# The Elder Scrolls 5: Skyrim - Neuer Patch sorgt für Kritik - RAM-Regulierung für PC-Spieler



## SebastianThoeing (22. November 2011)

Jetzt ist Deine Meinung zu *The Elder Scrolls 5: Skyrim - Neuer Patch sorgt für Kritik - RAM-Regulierung für PC-Spieler* gefragt. 


				Bitte beachtet: Der Kommentarbereich wird gemäß der Forenregeln moderiert.

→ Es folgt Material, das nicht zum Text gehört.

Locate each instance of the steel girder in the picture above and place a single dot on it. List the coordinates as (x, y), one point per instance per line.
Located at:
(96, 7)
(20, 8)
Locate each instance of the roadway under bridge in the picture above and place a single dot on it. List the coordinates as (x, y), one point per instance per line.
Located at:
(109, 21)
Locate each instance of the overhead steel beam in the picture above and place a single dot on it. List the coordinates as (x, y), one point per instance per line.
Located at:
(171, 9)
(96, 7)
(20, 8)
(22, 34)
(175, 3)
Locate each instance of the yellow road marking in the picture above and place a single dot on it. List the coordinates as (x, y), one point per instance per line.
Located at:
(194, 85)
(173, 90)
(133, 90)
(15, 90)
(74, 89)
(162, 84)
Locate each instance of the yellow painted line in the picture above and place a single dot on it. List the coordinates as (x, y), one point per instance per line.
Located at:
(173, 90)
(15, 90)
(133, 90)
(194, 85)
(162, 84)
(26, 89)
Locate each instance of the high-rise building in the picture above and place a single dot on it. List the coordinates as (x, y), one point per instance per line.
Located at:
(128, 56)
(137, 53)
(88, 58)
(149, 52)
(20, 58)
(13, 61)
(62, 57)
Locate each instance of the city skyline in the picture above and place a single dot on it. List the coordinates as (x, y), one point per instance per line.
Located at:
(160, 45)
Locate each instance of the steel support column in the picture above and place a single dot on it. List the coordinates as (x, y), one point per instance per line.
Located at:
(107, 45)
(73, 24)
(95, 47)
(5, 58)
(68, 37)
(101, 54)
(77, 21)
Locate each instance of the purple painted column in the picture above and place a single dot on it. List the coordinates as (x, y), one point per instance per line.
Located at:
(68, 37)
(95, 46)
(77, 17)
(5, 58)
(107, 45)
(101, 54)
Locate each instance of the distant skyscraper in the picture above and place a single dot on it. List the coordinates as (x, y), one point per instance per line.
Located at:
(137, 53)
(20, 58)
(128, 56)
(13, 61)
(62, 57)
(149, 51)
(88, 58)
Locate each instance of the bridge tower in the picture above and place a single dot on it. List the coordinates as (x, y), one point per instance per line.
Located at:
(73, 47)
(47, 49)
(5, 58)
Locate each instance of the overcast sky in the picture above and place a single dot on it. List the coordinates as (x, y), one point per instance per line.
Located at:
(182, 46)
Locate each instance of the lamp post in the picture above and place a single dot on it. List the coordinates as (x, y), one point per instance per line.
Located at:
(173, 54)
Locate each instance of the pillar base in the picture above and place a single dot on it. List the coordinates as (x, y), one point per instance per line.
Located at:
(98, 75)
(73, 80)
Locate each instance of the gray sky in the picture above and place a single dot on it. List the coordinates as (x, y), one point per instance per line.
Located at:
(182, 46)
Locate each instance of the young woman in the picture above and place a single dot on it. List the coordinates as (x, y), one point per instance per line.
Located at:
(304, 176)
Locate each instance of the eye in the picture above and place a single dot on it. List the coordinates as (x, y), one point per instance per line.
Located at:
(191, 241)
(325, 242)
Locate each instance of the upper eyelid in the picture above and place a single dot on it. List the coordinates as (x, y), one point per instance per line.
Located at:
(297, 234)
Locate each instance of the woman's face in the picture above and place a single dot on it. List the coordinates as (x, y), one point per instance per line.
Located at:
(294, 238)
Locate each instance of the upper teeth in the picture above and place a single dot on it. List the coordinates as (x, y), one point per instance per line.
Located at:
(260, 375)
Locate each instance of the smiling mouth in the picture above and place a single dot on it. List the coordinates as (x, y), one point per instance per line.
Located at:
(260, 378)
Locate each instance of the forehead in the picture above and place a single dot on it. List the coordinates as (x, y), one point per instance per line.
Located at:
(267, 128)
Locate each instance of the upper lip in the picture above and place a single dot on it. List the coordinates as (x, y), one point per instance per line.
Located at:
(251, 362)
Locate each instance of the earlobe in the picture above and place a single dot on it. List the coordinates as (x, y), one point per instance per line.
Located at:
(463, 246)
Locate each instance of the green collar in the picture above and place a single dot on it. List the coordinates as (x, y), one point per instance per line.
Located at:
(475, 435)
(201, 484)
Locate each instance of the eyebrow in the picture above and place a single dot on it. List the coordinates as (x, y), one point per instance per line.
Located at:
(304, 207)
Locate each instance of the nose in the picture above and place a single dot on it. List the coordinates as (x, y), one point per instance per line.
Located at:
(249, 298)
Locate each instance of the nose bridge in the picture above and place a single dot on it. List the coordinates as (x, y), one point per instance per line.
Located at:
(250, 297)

			Dieser Inhalt steht nur eingeloggten Mitgliedern zur Verfügung.
        

 Zum Artikel: The Elder Scrolls 5: Skyrim - Neuer Patch sorgt für Kritik - RAM-Regulierung für PC-Spieler


----------



## ExeCuter (22. November 2011)

Ich hab schon den andere Workaround gemacht und dachte mir dabei, warum das die Entwickler nicht machen konnten.

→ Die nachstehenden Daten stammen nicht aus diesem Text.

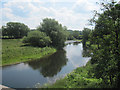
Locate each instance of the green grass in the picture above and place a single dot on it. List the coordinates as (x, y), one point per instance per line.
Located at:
(14, 51)
(81, 77)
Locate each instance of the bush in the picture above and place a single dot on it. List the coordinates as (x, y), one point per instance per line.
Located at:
(37, 38)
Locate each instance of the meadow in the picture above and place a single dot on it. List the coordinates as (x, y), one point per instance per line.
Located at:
(14, 51)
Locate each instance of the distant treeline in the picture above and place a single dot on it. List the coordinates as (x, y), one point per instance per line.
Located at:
(48, 33)
(74, 34)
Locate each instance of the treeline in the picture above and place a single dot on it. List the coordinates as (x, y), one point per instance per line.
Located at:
(48, 33)
(72, 35)
(104, 41)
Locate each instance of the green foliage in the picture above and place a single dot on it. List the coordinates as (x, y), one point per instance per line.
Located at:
(74, 35)
(37, 38)
(14, 51)
(55, 31)
(15, 30)
(106, 36)
(86, 32)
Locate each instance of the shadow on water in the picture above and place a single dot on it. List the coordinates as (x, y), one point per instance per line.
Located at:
(51, 65)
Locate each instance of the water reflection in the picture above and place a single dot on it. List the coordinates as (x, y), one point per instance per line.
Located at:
(51, 65)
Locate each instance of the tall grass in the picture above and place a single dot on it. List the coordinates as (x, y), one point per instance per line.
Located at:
(14, 51)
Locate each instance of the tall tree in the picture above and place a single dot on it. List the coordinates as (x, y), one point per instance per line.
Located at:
(55, 31)
(15, 30)
(107, 57)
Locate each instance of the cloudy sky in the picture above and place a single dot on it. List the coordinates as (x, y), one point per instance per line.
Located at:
(71, 13)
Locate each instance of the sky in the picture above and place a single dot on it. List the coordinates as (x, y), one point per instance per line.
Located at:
(74, 14)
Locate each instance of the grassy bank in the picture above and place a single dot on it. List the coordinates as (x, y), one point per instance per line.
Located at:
(81, 77)
(14, 51)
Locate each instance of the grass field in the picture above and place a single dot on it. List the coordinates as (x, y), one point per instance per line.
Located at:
(14, 51)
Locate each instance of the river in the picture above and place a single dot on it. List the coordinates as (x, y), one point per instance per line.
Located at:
(45, 70)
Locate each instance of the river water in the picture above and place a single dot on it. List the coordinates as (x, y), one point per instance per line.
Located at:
(45, 70)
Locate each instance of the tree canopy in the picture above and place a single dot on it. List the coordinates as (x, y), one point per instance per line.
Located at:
(107, 35)
(55, 31)
(15, 30)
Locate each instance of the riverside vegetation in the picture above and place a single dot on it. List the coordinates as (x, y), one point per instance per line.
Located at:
(103, 70)
(20, 44)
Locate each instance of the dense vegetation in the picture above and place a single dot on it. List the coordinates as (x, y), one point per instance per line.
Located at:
(72, 35)
(106, 36)
(56, 32)
(103, 70)
(18, 41)
(14, 51)
(14, 30)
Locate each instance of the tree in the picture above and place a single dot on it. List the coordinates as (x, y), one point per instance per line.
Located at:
(86, 33)
(107, 56)
(55, 31)
(15, 30)
(37, 38)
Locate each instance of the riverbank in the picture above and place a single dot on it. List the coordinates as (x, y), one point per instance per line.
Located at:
(14, 51)
(81, 77)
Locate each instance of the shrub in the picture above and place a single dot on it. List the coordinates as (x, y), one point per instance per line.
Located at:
(37, 38)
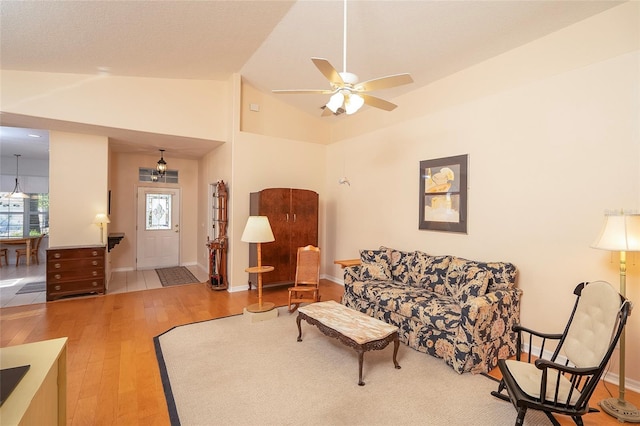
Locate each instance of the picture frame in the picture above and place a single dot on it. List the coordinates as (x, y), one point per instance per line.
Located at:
(443, 194)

Mit diesem Mod und der skyrim4gb.exe wird mir ja schon übel...


----------



## Seebaer (22. November 2011)

Und wieder wird bewiesen, das der Spieler, wie oft, nur wie ein bezahlendes A...loch behandelt wird.


----------



## Rabowke (22. November 2011)

Mensch, hail to steam ... vorher konnte man die paar Bytes per Hand patchen (lassen), jetzt brauch man dafür einen Loader?


----------



## Chriss8185 (22. November 2011)

allso ich raff das nicht ??? hilfe bitte danke... allso ich habe 6gb drin brauch ich das allso ?


----------



## Rabowke (22. November 2011)

Also mit einem l ... egal ob mit oder ohne 6gb RAM. 

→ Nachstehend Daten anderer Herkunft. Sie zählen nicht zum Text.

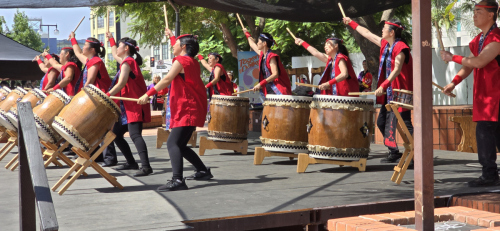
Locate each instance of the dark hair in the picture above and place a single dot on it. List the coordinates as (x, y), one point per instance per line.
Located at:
(73, 58)
(97, 45)
(132, 48)
(192, 46)
(493, 10)
(340, 43)
(270, 42)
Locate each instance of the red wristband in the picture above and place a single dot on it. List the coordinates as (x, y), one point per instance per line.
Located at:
(457, 80)
(332, 81)
(151, 92)
(305, 45)
(112, 42)
(353, 25)
(263, 83)
(457, 59)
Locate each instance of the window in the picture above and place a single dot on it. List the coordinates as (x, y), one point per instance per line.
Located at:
(100, 22)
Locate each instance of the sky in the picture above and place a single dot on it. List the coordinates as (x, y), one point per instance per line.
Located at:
(65, 18)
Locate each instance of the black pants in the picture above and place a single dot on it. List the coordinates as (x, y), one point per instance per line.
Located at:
(177, 149)
(382, 122)
(488, 139)
(135, 131)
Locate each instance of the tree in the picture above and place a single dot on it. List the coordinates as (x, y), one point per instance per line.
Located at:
(22, 33)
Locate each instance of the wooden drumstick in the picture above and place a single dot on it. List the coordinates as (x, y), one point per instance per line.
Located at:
(341, 9)
(293, 36)
(442, 89)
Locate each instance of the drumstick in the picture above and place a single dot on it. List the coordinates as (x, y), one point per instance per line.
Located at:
(341, 10)
(442, 89)
(306, 85)
(293, 36)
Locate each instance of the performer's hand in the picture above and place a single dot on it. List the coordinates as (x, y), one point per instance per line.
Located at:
(448, 88)
(144, 99)
(324, 86)
(379, 91)
(446, 56)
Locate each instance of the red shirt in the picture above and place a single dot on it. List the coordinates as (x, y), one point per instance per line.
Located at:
(283, 81)
(188, 98)
(486, 82)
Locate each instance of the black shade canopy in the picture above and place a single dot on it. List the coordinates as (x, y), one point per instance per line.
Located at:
(291, 10)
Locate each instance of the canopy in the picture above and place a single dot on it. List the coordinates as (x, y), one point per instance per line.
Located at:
(291, 10)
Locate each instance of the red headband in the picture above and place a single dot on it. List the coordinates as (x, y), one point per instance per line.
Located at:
(396, 25)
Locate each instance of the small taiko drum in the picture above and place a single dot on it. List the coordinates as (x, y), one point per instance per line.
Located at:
(228, 118)
(46, 112)
(339, 127)
(284, 120)
(402, 96)
(11, 99)
(87, 118)
(34, 96)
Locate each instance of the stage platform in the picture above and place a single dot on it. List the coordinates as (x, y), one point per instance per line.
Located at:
(238, 188)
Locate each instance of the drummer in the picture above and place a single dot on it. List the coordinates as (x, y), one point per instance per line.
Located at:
(94, 72)
(219, 82)
(129, 83)
(50, 78)
(339, 77)
(70, 69)
(188, 104)
(272, 74)
(395, 72)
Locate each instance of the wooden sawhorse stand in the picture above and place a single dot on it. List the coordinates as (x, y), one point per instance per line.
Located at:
(407, 157)
(241, 147)
(162, 137)
(84, 161)
(261, 153)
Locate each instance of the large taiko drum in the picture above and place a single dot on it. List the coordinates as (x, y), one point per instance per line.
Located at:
(284, 120)
(34, 96)
(11, 99)
(339, 127)
(46, 112)
(87, 118)
(228, 118)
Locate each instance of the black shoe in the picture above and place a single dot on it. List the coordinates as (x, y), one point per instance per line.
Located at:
(481, 182)
(201, 175)
(127, 166)
(173, 185)
(391, 158)
(144, 171)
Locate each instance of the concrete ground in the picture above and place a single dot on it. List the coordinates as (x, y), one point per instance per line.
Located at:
(238, 188)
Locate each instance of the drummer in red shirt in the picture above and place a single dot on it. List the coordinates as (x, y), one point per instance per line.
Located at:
(70, 69)
(272, 74)
(188, 108)
(484, 62)
(49, 80)
(129, 83)
(339, 77)
(395, 72)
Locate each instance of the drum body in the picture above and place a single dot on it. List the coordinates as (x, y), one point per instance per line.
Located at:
(34, 96)
(87, 118)
(340, 127)
(46, 112)
(228, 118)
(284, 120)
(12, 98)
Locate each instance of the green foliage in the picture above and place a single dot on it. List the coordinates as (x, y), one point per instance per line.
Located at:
(22, 33)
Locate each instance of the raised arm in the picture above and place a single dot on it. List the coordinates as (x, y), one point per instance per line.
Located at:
(321, 56)
(363, 31)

Wenn du TES5 ohne Mods oder ähnlichen Veränderungen spielst, nein. Einige Spieler meinen aber, dass TES5 mit mehr als 2gb RAM deutlich seltener abstürzt, was ich so nicht bestätigen kann. Bei mir läuft die normale Version mehr als perfekt.

Wenn du hingegen Mods installierst, vorallem grafischer Natur, dann sind mehr RAM einfach besser.


----------



## Worrel (22. November 2011)

> Gleichzeitig beschränkt sie die RAM-Nutzung des PCs auf 2 GB.


Dumme Fragen:
Warum? Welcher Sinn steckt dahinter, den Speicher zu begrenzen? Kommt demnächst ein Patch, der die PC Leistung auf 500 MHz SingleCore reduziert?


----------



## Nightmar (22. November 2011)

Irre mich da jetzt, oder sind die Stimmen mit dem neuen Patch deutlich lauter als vorher?


----------



## NobodyVan (22. November 2011)

Rabowke schrieb:


> Also mit einem l ... egal ob mit oder ohne 6gb RAM.
> 
> Wenn du TES5 ohne Mods oder ähnlichen Veränderungen spielst, nein. Einige Spieler meinen aber, dass TES5 mit mehr als 2gb RAM deutlich seltener abstürzt, was ich so nicht bestätigen kann. Bei mir läuft die normale Version mehr als perfekt.
> 
> Wenn du hingegen Mods installierst, vorallem grafischer Natur, dann sind mehr RAM einfach besser.


 
Also ich habe 8 GB Ram und bei mir ist Skyrim ziemlich oft Abgestürzt. Manchmal mehr manchmal weniger. Weit dem ich die Veränderung installiert hatte das es mehr als 2GB nutzt ist es bei mir kein einziges mal mehr Abgestürzt.


----------



## Namuraz (22. November 2011)

Habe jetzt schon viele Textur-Mods drauf und das Spiel stürzt schon öfters to-Desktop ab. 
Ohne Mods läuft es einwandfrei... muss das mit dem mehr RAM unbedingt ausprobieren. Hatte letztens in einer Stadt auch nur noch schwarze Texturen (bzw. fehlten sie, nehm ich an) und habe nur auf den Absturz gewartet. Hat 1 Minute gedauert. Nach dem erneuten Start von Skyrim war wieder alles i.O


----------



## kamelle (22. November 2011)

...jetzt wäre es noch super, wenn man eventuell auch alle anderen Änderungen bzw. Fixes erwähnen würde.
Wo sind denn die Patch Notes?


----------



## Rabowke (22. November 2011)

Worrel schrieb:


> Dumme Fragen:
> Warum? Welcher Sinn steckt dahinter, den Speicher zu begrenzen? Kommt demnächst ein Patch, der die PC Leistung auf 500 MHz SingleCore reduziert?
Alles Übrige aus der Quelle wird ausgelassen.